BACKGROUND: Endoscopic recurrence after surgery in Crohn's disease is frequent and unpredictable. Abnormal intestinal production of pro- (interleukin (IL)-1 beta, tumour necrosis factor alpha (TNF-alpha)) and anti- (IL-10) inflammatory cytokines has been associated with severe outcome in experimental models of colitis. PATIENTS AND METHODS: We evaluated if ileal TNF-alpha, IL-1 beta, or IL-10 mRNA levels measured at the time of surgery predict endoscopic recurrence, and if ileal IL-10 levels are associated with particular IL-10 promoter alleles. Ileal biopsies were obtained peroperatively from the healthy neoileum of patients undergoing a right ileocolectomy for Crohn's disease. Mucosal TNF-alpha, IL-1 beta, and IL-10 mRNA levels were quantified by competitive polymerase chain reaction. A cut off value was determined using a receiver operating curve. IL-10.G promoter haplotypes were analysed using a polymorphic dinucleotide repeat in the IL-10 promoter region.

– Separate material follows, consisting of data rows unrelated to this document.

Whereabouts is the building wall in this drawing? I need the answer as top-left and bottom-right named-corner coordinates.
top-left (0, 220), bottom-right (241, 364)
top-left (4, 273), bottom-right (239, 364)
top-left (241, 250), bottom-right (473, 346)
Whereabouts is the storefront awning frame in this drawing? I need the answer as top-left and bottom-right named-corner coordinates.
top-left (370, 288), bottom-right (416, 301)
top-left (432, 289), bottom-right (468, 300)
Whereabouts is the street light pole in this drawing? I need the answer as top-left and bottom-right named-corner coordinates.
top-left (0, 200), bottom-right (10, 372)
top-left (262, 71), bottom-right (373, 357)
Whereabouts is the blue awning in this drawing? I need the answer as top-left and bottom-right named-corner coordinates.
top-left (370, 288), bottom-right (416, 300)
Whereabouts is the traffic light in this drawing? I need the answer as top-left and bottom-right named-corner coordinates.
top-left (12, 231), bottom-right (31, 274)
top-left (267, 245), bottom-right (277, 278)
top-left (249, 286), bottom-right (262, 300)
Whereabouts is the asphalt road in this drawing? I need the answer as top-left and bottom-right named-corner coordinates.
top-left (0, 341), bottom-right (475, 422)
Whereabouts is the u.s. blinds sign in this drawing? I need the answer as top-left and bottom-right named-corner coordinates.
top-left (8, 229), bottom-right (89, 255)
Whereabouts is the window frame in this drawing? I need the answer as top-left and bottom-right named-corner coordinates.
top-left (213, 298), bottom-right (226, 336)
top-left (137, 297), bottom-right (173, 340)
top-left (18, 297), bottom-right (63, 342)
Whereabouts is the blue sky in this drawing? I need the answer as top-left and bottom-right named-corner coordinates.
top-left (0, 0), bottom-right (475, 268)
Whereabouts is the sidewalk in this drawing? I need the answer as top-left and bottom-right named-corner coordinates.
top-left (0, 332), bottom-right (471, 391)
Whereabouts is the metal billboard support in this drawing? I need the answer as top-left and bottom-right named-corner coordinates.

RESULTS: Three months after surgery, 53% of patients had endoscopic recurrence while 47% remained free of disease. The risk of endoscopic recurrence correlated with ileal IL-10 mRNA concentrations (r(2)=0.81). Endoscopic recurrence occurred more frequently in patients classified as low IL-10 producers than in those that were high producers (80% v 40%) (p=0.02). Patients with at least one of the two alleles G7-8 or G10-13 produced, respectively, higher (p=0.006) and lower (p=0.029) ileal IL-10 mRNA. The distribution of IL-10.G microsatellite genotypes was similar in patients with or without endoscopic recurrence.
CONCLUSION: Low ileal IL-10 mRNA concentration is a good marker of endoscopic recurrence in Crohn's disease but the distribution of IL-10.G haplotypes cannot predict the postoperative evolution of the disease.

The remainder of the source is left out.